Yugoslav Air Force K-65 at Belgrade Aviation Museum, Serbia.

- c/n 91 – Mráz K-65 Čáp on static display at the Belgrade Aviation Museum in Surčin, Belgrade. It was converted to a medical transport and has the registration YU-COE.

===South Africa===
- 475099 – Fi 156 C-7 airworthy at the South African Air Force Museum at Air Force Base Swartkop in Centurion, Gauteng. It is painted in the Luftwaffe markings VT+TD. It was acquired by the South African Air Force in 1946.

===Spain===
- Composite – Fi 156 C-3 on display at the Museo del Aire in Madrid.

===Switzerland===
- 1685 – Fi 156 C-3 on static display at the Flieger-Flab-Museum in Dubendorf, Zurich.
- 8063 – Fi 156 C-3/Trop on static display at the Swiss Museum of Transport in Lucerne, Lucerne.

===United Kingdom===
- 475081 – Fi 156 C-7 on static display at the Kent Battle of Britain Museum at Hawkinge, after its donation and transfer in late June 2025 from the Royal Air Force Museum Cosford in Cosford, Shropshire.

===United States===

N778MS, a privately owned MS.500 flying at the Wings Over Houston airshow, October 2019.
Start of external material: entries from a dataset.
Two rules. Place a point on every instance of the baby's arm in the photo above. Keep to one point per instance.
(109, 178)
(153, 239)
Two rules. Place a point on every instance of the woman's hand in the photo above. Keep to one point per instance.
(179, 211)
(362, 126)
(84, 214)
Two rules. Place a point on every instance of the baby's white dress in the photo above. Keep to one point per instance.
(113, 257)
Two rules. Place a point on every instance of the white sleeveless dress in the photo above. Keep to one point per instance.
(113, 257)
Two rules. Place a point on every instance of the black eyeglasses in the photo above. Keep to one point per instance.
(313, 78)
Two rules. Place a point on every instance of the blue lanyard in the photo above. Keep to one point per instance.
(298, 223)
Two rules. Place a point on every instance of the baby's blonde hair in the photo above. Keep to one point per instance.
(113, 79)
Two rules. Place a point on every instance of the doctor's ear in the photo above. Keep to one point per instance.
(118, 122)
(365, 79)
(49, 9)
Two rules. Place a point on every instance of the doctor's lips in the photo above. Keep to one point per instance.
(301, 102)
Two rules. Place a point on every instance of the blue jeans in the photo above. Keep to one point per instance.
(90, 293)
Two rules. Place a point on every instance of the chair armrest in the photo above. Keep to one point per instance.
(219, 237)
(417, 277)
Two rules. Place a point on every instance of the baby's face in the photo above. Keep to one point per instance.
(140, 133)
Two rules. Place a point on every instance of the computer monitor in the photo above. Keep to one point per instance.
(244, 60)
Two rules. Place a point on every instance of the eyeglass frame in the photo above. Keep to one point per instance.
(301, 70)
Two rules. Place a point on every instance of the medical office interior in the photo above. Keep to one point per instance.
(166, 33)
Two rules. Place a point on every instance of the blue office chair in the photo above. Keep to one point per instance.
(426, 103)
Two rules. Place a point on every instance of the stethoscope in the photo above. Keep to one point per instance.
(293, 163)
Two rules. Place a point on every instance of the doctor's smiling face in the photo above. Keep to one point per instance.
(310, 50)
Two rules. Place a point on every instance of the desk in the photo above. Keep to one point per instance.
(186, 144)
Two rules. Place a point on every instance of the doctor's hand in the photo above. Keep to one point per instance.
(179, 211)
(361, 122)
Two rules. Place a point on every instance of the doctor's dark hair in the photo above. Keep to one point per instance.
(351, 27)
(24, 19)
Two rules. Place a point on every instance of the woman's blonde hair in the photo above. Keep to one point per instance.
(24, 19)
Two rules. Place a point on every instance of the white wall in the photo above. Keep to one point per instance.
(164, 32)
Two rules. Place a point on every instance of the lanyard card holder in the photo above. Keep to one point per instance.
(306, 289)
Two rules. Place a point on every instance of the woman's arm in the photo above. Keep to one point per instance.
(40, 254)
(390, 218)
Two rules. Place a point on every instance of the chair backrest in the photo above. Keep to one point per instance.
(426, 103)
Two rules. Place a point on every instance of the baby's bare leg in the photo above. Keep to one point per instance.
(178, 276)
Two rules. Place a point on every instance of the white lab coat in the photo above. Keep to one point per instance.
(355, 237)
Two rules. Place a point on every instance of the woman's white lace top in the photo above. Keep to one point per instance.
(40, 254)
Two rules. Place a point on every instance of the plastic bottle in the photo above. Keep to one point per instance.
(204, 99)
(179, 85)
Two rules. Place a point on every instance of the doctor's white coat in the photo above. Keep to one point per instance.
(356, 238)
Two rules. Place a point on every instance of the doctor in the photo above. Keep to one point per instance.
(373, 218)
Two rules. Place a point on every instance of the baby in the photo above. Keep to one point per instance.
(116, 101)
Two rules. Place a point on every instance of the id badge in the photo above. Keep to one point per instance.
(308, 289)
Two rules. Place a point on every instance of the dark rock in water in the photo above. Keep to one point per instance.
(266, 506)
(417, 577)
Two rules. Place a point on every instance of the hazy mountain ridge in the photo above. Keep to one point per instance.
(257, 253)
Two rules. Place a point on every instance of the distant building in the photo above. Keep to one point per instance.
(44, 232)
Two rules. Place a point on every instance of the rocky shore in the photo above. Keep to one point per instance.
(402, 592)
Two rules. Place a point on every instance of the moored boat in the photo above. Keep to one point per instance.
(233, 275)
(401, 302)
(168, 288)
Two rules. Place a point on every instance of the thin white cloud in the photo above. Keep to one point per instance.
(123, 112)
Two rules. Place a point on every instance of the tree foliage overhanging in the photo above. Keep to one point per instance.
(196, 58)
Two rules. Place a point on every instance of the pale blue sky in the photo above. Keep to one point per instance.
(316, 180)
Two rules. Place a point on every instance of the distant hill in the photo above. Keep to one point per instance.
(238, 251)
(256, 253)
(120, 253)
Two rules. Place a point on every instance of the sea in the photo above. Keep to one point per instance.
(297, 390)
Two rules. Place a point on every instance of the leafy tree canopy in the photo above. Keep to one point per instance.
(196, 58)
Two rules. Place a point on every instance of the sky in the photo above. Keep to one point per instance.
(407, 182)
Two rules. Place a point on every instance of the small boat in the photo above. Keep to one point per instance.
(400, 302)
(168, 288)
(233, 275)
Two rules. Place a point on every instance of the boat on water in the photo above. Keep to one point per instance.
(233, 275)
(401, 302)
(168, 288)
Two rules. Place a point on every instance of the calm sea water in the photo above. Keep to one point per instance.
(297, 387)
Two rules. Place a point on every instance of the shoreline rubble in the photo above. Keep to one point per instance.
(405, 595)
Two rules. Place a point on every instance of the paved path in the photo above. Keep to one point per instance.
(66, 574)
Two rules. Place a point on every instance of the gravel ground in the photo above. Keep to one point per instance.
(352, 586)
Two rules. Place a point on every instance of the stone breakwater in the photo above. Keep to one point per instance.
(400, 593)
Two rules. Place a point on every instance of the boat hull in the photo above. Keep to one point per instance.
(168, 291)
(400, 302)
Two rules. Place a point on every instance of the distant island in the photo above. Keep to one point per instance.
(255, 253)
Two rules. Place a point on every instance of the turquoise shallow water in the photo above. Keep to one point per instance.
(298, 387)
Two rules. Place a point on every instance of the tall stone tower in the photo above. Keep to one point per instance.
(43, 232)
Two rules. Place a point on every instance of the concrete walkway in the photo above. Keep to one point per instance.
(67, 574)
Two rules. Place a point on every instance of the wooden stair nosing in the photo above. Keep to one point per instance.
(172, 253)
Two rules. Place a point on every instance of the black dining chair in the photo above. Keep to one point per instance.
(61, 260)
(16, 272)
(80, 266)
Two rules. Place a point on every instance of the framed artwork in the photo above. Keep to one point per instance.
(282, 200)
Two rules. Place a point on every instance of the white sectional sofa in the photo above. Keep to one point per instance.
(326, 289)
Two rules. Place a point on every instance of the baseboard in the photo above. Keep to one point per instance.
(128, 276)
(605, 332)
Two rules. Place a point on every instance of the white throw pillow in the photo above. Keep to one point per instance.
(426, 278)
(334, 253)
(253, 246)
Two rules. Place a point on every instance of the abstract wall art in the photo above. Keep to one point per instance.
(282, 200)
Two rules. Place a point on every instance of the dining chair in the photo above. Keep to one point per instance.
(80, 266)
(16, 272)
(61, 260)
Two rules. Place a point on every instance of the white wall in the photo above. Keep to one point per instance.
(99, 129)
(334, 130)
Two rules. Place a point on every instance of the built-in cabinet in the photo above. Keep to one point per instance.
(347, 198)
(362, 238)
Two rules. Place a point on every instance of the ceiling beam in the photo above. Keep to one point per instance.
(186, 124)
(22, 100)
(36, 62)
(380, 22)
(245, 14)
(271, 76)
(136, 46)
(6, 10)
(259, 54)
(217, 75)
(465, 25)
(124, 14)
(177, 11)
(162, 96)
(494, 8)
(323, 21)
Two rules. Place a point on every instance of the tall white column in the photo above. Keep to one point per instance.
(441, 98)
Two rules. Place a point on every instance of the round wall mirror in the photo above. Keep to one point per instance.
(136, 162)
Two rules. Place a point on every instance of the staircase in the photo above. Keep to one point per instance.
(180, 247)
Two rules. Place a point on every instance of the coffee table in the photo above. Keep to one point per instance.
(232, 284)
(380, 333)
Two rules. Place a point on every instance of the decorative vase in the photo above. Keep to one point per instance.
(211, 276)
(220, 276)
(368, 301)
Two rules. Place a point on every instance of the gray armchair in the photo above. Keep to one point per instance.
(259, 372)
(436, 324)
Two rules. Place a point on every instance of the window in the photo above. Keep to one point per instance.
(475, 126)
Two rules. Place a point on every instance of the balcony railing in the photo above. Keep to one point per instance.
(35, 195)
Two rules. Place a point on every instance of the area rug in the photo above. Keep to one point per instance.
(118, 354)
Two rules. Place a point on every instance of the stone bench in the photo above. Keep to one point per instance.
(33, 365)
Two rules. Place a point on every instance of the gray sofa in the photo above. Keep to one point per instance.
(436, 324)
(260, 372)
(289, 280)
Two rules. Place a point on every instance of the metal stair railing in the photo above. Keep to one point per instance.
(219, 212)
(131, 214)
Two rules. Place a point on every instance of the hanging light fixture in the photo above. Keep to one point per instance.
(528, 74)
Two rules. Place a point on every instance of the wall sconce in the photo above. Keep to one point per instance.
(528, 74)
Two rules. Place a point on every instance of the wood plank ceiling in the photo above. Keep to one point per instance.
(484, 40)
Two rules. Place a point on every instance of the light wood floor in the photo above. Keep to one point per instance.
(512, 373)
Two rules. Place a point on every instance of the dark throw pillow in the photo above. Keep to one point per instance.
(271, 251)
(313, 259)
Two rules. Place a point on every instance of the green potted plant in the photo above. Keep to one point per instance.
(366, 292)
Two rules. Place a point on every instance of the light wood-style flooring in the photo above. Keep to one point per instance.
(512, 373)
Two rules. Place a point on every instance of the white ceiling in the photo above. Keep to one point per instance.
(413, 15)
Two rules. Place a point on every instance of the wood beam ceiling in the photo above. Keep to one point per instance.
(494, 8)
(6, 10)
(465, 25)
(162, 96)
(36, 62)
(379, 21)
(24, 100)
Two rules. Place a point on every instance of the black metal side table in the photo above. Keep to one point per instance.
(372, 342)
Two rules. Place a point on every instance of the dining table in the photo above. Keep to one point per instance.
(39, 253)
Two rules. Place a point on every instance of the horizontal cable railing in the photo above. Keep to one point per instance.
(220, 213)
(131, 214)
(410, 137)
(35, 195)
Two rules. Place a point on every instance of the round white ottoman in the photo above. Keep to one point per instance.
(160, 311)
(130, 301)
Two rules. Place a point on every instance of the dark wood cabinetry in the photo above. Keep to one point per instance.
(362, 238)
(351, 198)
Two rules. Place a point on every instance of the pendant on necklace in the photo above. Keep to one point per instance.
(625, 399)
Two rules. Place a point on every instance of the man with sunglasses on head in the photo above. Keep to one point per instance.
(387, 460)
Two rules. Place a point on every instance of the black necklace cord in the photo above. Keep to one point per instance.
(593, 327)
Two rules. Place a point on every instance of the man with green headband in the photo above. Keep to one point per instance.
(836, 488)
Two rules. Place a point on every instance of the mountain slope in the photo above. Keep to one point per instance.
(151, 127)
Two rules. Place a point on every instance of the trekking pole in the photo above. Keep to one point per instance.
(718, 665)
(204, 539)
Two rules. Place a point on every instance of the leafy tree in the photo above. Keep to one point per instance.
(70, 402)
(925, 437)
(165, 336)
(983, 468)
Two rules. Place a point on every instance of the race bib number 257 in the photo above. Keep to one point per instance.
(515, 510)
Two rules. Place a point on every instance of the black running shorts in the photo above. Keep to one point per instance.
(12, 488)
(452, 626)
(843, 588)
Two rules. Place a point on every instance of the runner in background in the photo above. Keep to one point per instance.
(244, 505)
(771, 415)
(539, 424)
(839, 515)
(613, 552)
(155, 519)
- 4 – MS.500 airworthy with a private owner in Seabrook, Texas. It is registered as N778MS.
- 381 – MS.502 on static display at the Planes of Fame Air Museum in Chino, California.
- 724 – MS.500 on static display at the Pima Air & Space Museum in Tucson, Arizona.
- 728 – MS.502 airworthy at the War Eagles Air Museum in Santa Teresa, New Mexico.
- 1024 – MS.500 D2 under restoration to airworthiness with the Southern California Wing of the Commemorative Air Force in Camarillo, California.
- 3452 – Fi 156 C-7 airworthy with a private owner in Bentonville, Arkansas. It is registered as N156SF.
- 3808 – Fi 156 C-1 on static display at the National Museum of the United States Air Force in Dayton, Ohio. It was built in 1940.
- 4362 – Fi 156 C-2 airworthy at the Flying Heritage & Combat Armor Museum in Everett, Washington.
- 4621 – MS.500 airworthy with the American Heritage Museum in Hudson, Massachusetts. bearing the Geschwaderkennung "B1+BB" of a Luftwaffe "flight-readiness" support unit.
- 4642 – MS.500 airworthy at the Fantasy of Flight museum in Polk City, Florida.
- Unknown ID – MS.500 in storage at the Paul E. Garber Preservation, Restoration, and Storage Facility of the National Air and Space Museum in Suitland, Maryland.